When I walk my dog late at night, I always look at the sky. I’ve seen several mysterious lights. Some of them suddenly zoom across the sky, others disappear. What are those strange flying objects? Okay, a disclaimer—I do live close to Whiteman Air Force Base, and they do have some planes that look like they belong in a sci-fi movie.
According to an article I read in the newspaper recently, NASA is on a planet hunting mission. They have determined that ten new planets exist that have the potential to support life. They are in a galaxy far, far away, but the possibility exists that beings may be trying to contact us.
How many people believe our planet has been visited by “men in black” is somewhere between 25% and 45%, depending on the source. So, if you’ve seen something inexplicable, you are not alone.
Other than visitors from other worlds, we may sometimes feel alone. It seems we can live “down the road” from a close relative and seldom see them. We live in a world where many of us do not know our neighbors. We tend to go about our business and mind our own business.
When I was growing up, it would have seemed sci-fi to believe that someday the entire world would be a few keystrokes away. Who could have foreseen twenty-four hour TV, or so many channels that we never watch them all?
Still, in the world of connectivity, some of us feel alone. I believe many Alzheimer’s caregivers feel the loneliest of all. In fact, caregivers may feel like their world has turned upside down, and they have landed in a strange and foreign land.
We each have our own road to travel; our own frontiers to conquer. We never know how strong we can be until we face an unconquerable challenge. For me, that challenge was Jim’s dementia. For others it may be cancer, or heart disease, or the sudden death of a loved one. We never know what the next day, or for that matter, the next hour, will bring.
Earth is our home for a certain time. We have only a finite number of years to gaze at the stars, fall in love, have children, and visit with our loved ones who may live down the road or across country. We have things to do—so many things to do—and a short time to do them.
When I walk the dog and look at the heavens, sometimes I feel a chill, or an unexplainable ache.
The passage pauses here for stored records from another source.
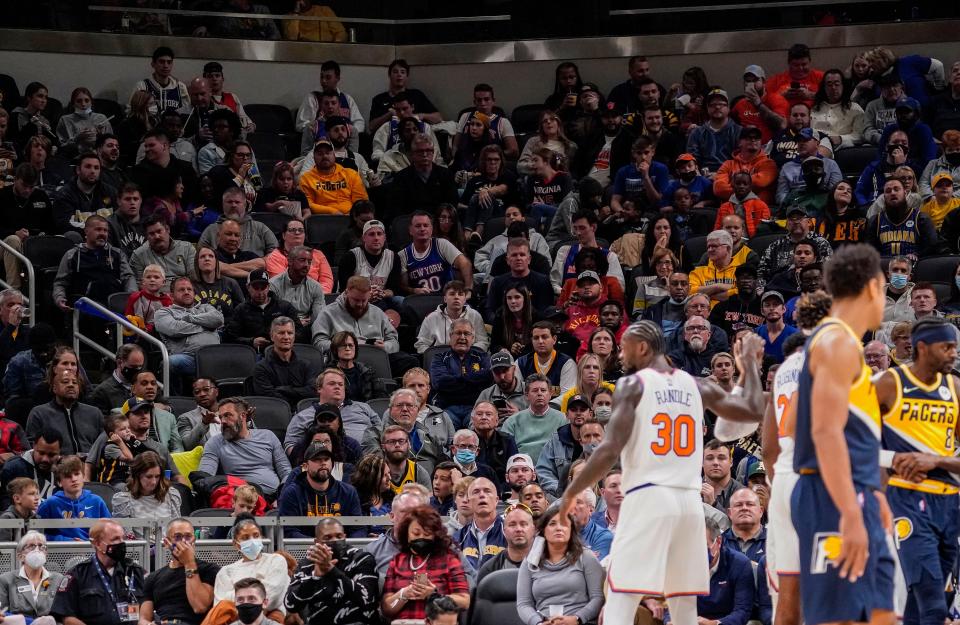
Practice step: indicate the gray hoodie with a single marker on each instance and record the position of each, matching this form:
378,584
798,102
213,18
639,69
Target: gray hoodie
254,236
185,330
372,325
435,329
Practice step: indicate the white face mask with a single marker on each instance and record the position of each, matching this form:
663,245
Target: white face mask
35,559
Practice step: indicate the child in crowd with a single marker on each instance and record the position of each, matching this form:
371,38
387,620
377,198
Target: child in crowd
120,450
943,202
26,499
73,502
152,296
743,202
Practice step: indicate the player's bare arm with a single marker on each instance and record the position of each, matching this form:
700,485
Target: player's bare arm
749,405
769,439
835,364
628,392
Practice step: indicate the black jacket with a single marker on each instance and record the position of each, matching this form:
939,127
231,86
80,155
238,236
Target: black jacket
291,381
250,321
412,193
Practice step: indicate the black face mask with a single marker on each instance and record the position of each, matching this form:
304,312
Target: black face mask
117,552
130,373
249,612
339,549
422,546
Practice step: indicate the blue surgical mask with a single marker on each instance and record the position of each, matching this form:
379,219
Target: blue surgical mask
898,280
466,457
251,548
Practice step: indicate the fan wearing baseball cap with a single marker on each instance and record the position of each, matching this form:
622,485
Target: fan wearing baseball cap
713,142
759,107
943,201
331,188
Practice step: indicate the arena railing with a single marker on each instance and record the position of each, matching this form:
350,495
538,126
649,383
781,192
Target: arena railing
150,553
85,305
31,296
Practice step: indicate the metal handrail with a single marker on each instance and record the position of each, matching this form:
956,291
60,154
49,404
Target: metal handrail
124,322
31,296
300,18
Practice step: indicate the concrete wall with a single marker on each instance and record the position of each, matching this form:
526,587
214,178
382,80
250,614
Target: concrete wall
448,85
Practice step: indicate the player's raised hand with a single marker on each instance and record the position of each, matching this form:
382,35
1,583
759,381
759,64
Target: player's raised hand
854,546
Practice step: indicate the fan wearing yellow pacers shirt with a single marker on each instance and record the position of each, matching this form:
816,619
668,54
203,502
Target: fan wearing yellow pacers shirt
919,409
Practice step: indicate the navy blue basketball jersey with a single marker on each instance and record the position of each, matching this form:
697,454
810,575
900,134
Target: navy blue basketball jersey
862,430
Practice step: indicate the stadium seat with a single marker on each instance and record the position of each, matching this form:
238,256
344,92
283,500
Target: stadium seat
376,359
399,236
852,161
229,363
760,243
496,600
497,226
272,413
935,269
427,357
103,491
422,305
277,222
180,405
270,118
379,404
693,248
314,357
111,108
526,118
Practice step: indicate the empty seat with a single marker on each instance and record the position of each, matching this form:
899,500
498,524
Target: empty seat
935,269
526,118
229,363
272,413
422,305
270,118
376,359
277,222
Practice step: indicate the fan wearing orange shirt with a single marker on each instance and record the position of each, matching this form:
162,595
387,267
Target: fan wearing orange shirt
331,189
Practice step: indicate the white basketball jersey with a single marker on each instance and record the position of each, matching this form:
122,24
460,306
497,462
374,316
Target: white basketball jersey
666,446
785,384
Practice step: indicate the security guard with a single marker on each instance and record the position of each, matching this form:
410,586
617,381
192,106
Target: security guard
919,407
104,590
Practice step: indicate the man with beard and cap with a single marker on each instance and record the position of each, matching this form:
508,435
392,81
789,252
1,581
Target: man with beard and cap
334,568
27,370
519,530
93,269
740,311
95,590
563,446
79,424
923,147
115,389
483,537
315,492
423,448
35,464
520,472
252,455
695,352
898,231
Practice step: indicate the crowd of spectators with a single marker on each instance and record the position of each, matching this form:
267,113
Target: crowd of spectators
447,350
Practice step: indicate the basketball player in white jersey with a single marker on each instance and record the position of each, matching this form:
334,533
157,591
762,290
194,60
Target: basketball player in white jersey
657,433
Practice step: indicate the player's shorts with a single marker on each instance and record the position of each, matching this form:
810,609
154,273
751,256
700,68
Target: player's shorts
783,549
826,597
657,548
925,528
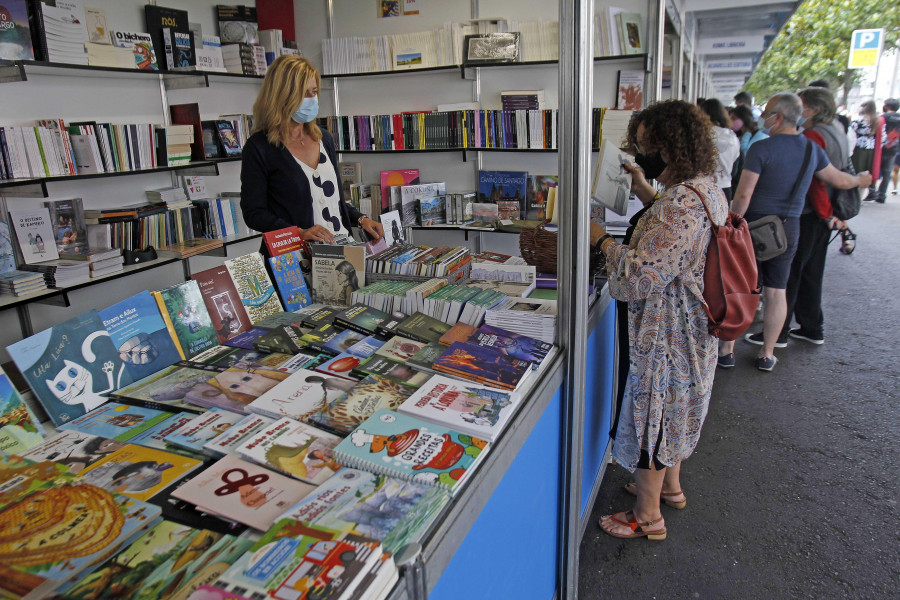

I see many things at night, and sometimes during the day.
One day earlier this week while the dog and I were meandering across the backyard, I looked up at a blue sky with a few scattered fluffy clouds. I saw a strange, rectangular white object passing rapidly by.
“Do you see that?” I yelled at Harold. Of course, he didn’t hear me. Just as I marveled at that object, I saw another. In a few minutes, they were gone.
I told Harold what I’d seen, and he said, “Probably a weather balloon.” Just like my dad, he thinks every strange flying object is a weather balloon.
“What I saw was flat. Didn’t look like any kind of balloon.”
Oh, well, there’s no way of really knowing what the strange flying objects were. They could have been something from Whiteman AFB, a runaway pair of drones, sheets off a line that decided to go for a thrill ride, or maybe a deflated weather balloon.
Since the objects were unknown, I like to think they might have been a couple of angels making their way toward the heavens. Maybe, I was the only one looking up during that brief moment of visibility. At least there were two of them, so neither was traveling alone.